Pooling Proportions with Empirical Bayes

statistics
Published

February 7, 2022

Calculating binomial proportions by group is inherently noisy for small groups. The standard deviation for a group is \(\sqrt{\frac{p(1-p)}{N}}\), where \(p\) is the true proportion of the group and \(N\) the size of the group. The numerator is always at least as large as the distance to 0 or 1, so for small \(N\) the uncertainty is very large relative to the measurement. The resolution of the measurement is at most \(1/N\); with \(N=2\) the only possible outcomes are 0%, 50% or 100%. Because of this in rankings the small groups are always near the top and the bottom.

There is a better way to calculate binomial proportions by pooling information across groups. Given the conversion rate over several channels, we know something about the conversion rate for a new unseen channel. The rates of each group can be considered a distribution, and modelled as a hierarchical model. Then a new group starts near the centre of this distribution, and as more data on the group is collected it moves towards the independent group average. The small groups are all pulled to the centre of the distribution, away from the edges of the ranking.

For a binomial distribution the conjugate prior is the beta distribution, which seems like a reasonable start. We could estimate this distribution with standard Bayesian computational techniques such as Markov Chain Monte Carlo, but we can analytically reduce the likelihood into something that can be computed directly. The maximum likelihood estimate (or any other estimate) can be plugged in and the group averages estimated, an Empirical Bayes approach.

Model and Group Estimates

The data is from m groups, with group \(i\) containing \(N_i\) dichotomous outcomes of which \(k_i\) are positive. The group is modelled as a binomial with probability \(\theta_i\), which is the group average we are trying to infer.
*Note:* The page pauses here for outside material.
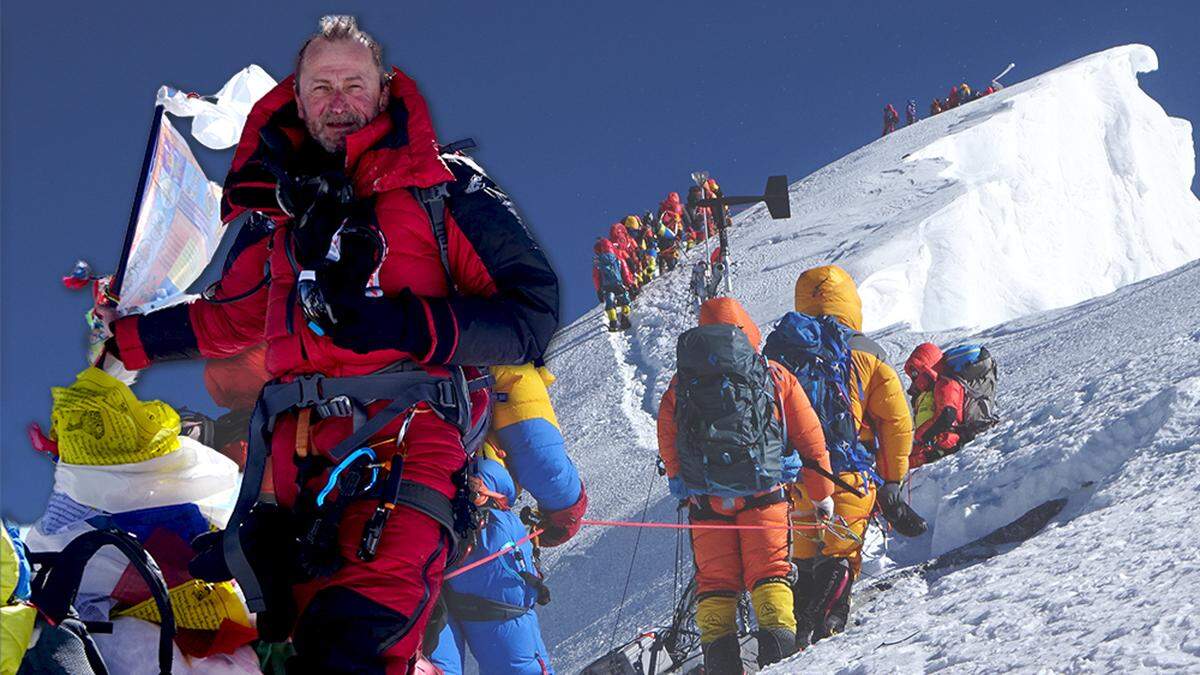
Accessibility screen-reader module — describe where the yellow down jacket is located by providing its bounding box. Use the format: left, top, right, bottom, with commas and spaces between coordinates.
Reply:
793, 265, 913, 482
The groups probabilities are modelled as a Beta distribution where the parameters \(\alpha\) and \(\beta\) are to be inferred.

\[\begin{align} \theta_i & \sim {\rm Beta}(\alpha, \beta) \\ k_i & \sim {\rm Binomial}(N_i, \theta_i) \; \forall i=1,\ldots,m \end{align}\]

Given \(\alpha\) and \(\beta\) the posterior estimates are

\[\hat{\theta}_i = \frac{k_i + \alpha - 1 }{N_i + \alpha + \beta - 2}\]

That is the prior is effectively starting at \(\alpha+\beta-2\) outcomes, of which \(\alpha-1\) are positive and \(\beta-1\) are negative. This standard notation is asymmetrical; using the sample strength \(\kappa = \alpha + \beta\) it’s a more symmetrical (but still plagued by off-by-one adjustments).

\[\hat{\theta}_i = \frac{k_i + \alpha - 1 }{N_i + \kappa - 2}\]

In fact it can be seen as a weighted average of the group average and the prior average from the Beta distribtuion. The direct estimate of probability is \(p_i = k_i/N_i\), and the mode of the Beta function is \(\omega = \frac{\alpha-1}{\kappa-2}\) (for \(\kappa > 2\)). Then

\[\hat{\theta}_i = \frac{N_i p_i + (\kappa - 2) \omega }{N_i + (\kappa - 2)}\]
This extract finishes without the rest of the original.